The Unpronounceable Psalm By Nicholas Samaras I couldn't wrap my mouth around the vowel of Your name. Your name, a cave of blue wind that burrows and delves endlessly, that rings off the walls of my drumming, lilting heart, through the tiny pulsations of my wrists, the blood in my neck. I couldn't hold the energy of Your name in my mouth that was like trying to utter the crackle of lightning, as if my teeth would break from its pronunciation. I am dwarfed in the face of Your magnitude, O You whom I can't articulate. O You of fluency and eloquence whom I can't fully express, my words are only the echo of You that rings within my soul, my soul a cave of blue wind that houses the draft of You, the eternal vowel of You I can't wrap my mouth around. Lord, Lord, as close as I may gather, as close as I may say.
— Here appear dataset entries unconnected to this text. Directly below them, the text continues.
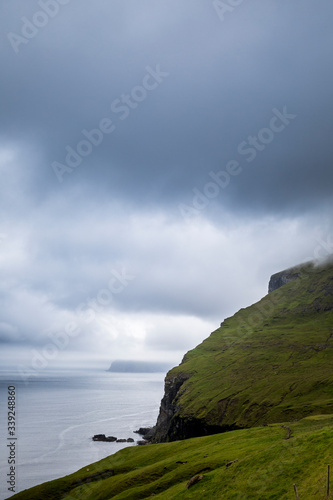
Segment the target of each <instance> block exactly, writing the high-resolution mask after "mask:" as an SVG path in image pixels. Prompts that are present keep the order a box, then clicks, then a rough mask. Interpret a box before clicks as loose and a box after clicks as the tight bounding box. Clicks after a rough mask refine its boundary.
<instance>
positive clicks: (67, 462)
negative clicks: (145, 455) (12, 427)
mask: <svg viewBox="0 0 333 500" xmlns="http://www.w3.org/2000/svg"><path fill="white" fill-rule="evenodd" d="M164 377H165V374H163V373H157V374H156V373H152V374H128V373H111V372H97V371H89V372H83V371H81V372H59V371H58V372H54V373H51V372H50V373H40V374H39V375H38V377H31V378H29V380H28V383H25V382H24V381H23V380H22V379H21V378H20V376H19V375H18V374H17V372H13V373H1V372H0V403H1V412H0V439H1V446H0V459H1V462H0V475H1V481H0V498H1V500H2V499H5V498H9V497H10V496H12V495H13V494H14V493H12V492H11V491H8V487H9V486H10V485H9V484H7V479H9V478H8V477H7V474H8V473H9V472H10V470H9V468H10V465H9V464H8V458H9V455H10V447H8V446H7V445H8V444H10V442H11V441H10V439H9V438H10V436H9V435H8V425H7V422H8V408H7V400H8V398H7V396H8V386H15V388H16V391H15V392H16V395H15V398H16V399H15V425H16V429H15V437H16V438H17V439H16V440H15V449H14V450H13V451H14V454H15V493H17V492H19V491H22V490H24V489H26V488H30V487H31V486H34V485H36V484H40V483H42V482H45V481H50V480H51V479H56V478H58V477H61V476H64V475H67V474H70V473H72V472H75V471H76V470H78V469H80V468H81V467H84V466H85V465H87V464H89V463H92V462H96V461H97V460H101V459H102V458H104V457H107V456H108V455H111V454H113V453H115V452H117V451H118V450H120V449H122V448H124V447H125V446H135V445H136V441H137V440H138V439H140V436H139V435H138V434H134V431H135V430H136V429H138V428H139V427H149V426H152V425H154V424H155V422H156V419H157V415H158V411H159V405H160V401H161V399H162V397H163V385H164ZM94 434H105V435H107V436H111V435H112V436H116V437H118V438H126V439H127V438H129V437H131V438H133V439H134V440H135V443H134V444H130V443H103V442H94V441H92V439H91V438H92V436H93V435H94ZM12 443H13V441H12Z"/></svg>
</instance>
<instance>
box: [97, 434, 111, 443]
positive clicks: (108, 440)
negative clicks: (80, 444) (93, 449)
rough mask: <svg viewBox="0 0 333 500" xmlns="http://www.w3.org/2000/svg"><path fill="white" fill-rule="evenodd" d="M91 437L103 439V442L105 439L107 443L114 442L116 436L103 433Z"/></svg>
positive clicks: (97, 438)
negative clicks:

The mouth is a cave. Maybe words are shadows cast from some light deep within us.
Ann Hamilton made a small pinhole camera that could fit in her mouth. Her lips were the shutter. Her mouth spoke images instead of words.
Face to Face 57, 2001
by Ann Hamilton
I have learned that the mouth is the shape of an eye.
Face to Face 9
In the artist’s own words:
I don’t go into the darkroom and load the film in my mouth and then come out and do it, so it is actually still an object that’s inserted into my mouth—but to have the orifice of the place where speech exits the body actually become the eye and to just play with that.
In the most wonderful way, it is a play on words. A way to wrap our mouths around the world as Samaras was getting at. The way an infant mouths everything. As if the whole world were an eternal vowel between the consonants of God’s name.
To take these photos Hamilton must stand face to face.
As long as her mouth is open, taking in light, she cannot speak. No Lord, Lord. Her mouth can wrap around a pinhole camera but that is about it.







This is fascinating.
“The mouth is a cave. Maybe words are shadows cast from some light deep within us.”
…wow. What a profound and beautiful idea.